C-LM demande à « gérer » la réception des mineurs migrants pour éviter le « rejet » comme on le voit dans Torre Pacheco
Ciudad Real 16 juil. (Europa Press) –
Le ministre de la Fération sociale, Bárbara García Torijano, a exhorté à gérer la réception des mineurs migrants, sinon elle a considéré, il y a le « risque de générer des tensions sociales », citant comme exemple les mouvements de rejet qui, comme il l'a affirmé, se produit dans Torre Pacheco, lorsqu'une « billet de xénophobie et de souci de racisme se déroule. »
Le détenteur régional de la protection sociale a fait ces manifestations de Ciudad Real, demandée par les médias demandée par l'admission au processus de la Cour constitutionnelle des ressources présentées par six dirigeants régionaux, celui de Castilla-La Mancha parmi eux.
García Torijano a réitéré son opposition à la loi sur le décret royal qui établit la distribution des mineurs migrants non accompagnés entre les communautés autonomes, considérant qu'il n'a pas été convenu ou financé correctement.
Le conseiller a souligné que la région souhaitait contribuer à la solution de la crise des migrations, en particulier à la situation que vivent les îles Canaries, mais à condition qu'un financement supplémentaire et suffisant soit garanti pour pouvoir assister aux mineurs avec toutes les garanties.
« Castilla-La Mancha veut être favorable, mais elle doit être avec un financement équitable. Ce défi ne peut être confronté à une réduction de 80% du budget par rapport aux années précédentes », a-t-il déclaré.
García Torijano a rappelé que le système de protection régional avait 560 places et est une occupation à 98%, il est donc irréalisable d'assumer la famille d'accueil de 320 mineurs supplémentaires élevés par le gouvernement central sans compromettre l'attention aux autres mineurs déjà touchés par le conseil d'administration.
En outre, il a critiqué que le décret royal a été approuvé « sans dialogue avec les communautés autonomes » et sans assister à des propositions telles que celles présentées par Castilla-La Mancha en février dernier.
« C'était une proposition sérieuse et planifiée et qui a également abordé la vie autonome après l'âge de la majorité, mais nous n'avons même pas pu en parler », a-t-il déploré.
En ce sens, il a affirmé qu'une réception est garantie avec les mêmes conditions et garanties reçues par des mineurs qui sont déjà sous la tutelle de la communauté autonome, sans mettre le système de protection existant en danger.
Il a insisté sur le fait que les communautés ne peuvent pas absorber plus de mineurs sans financement qui couvre tous leurs besoins, y compris ceux dérivés de leur passage à la vie adulte.
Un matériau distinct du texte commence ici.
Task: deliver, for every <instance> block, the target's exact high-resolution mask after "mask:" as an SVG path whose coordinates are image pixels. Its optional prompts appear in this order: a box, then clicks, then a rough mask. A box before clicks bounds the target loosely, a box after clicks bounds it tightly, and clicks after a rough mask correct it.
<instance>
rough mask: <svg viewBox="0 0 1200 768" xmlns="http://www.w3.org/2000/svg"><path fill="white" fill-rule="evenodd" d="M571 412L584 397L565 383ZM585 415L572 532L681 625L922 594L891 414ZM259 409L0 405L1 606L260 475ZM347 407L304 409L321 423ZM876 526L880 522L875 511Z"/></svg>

Il a souligné que Castilla-La Mancha héberge également des mineurs non accompagnés qui arrivent sur d'autres moyens ou d'autres communautés voisines, et ont réitéré cette année dernière, à la fin de 2024, 174 migrants étaient accueillis par la région.
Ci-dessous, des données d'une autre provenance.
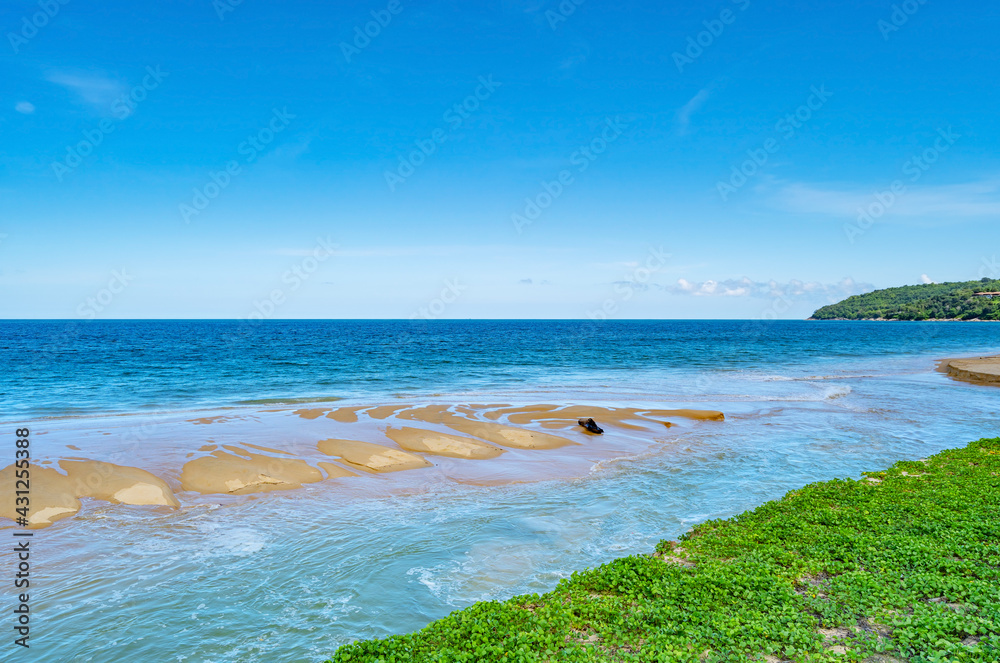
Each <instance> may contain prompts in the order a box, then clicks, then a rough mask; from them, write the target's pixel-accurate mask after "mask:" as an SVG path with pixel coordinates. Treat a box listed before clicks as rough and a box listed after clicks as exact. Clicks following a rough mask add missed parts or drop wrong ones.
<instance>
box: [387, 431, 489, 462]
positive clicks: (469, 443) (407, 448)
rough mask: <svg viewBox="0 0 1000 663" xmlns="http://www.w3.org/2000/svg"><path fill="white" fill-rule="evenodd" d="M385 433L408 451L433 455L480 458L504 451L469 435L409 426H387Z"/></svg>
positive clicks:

À son avis, en supposant maintenant que 320 nouveaux mineurs, à court terme prévus par le gouvernement, est «irréalisable».
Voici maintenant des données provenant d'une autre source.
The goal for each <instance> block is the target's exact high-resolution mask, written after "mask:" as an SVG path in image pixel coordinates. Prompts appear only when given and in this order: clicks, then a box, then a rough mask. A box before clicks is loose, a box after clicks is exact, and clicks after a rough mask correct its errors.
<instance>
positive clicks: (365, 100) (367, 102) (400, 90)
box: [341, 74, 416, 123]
García Torijano a assuré que Castilla-La Mancha voulait contribuer et aider, mais que cela ne peut pas être fait « pour la courageuse ou la force », en se rappelant qu'il s'agit d'une compétence de l'État et qu'elle doit être traitée de la coordination.
Enfin, il a montré son espoir que le ministère écoute les propositions soulevées par les communautés de la conférence du secteur convoquées pour ce jeudi, et a réitéré que Castilla-La Mancha est disposée à collaborer, mais à condition qu'une réception digne, sûre et soutenue soit garantie à temps.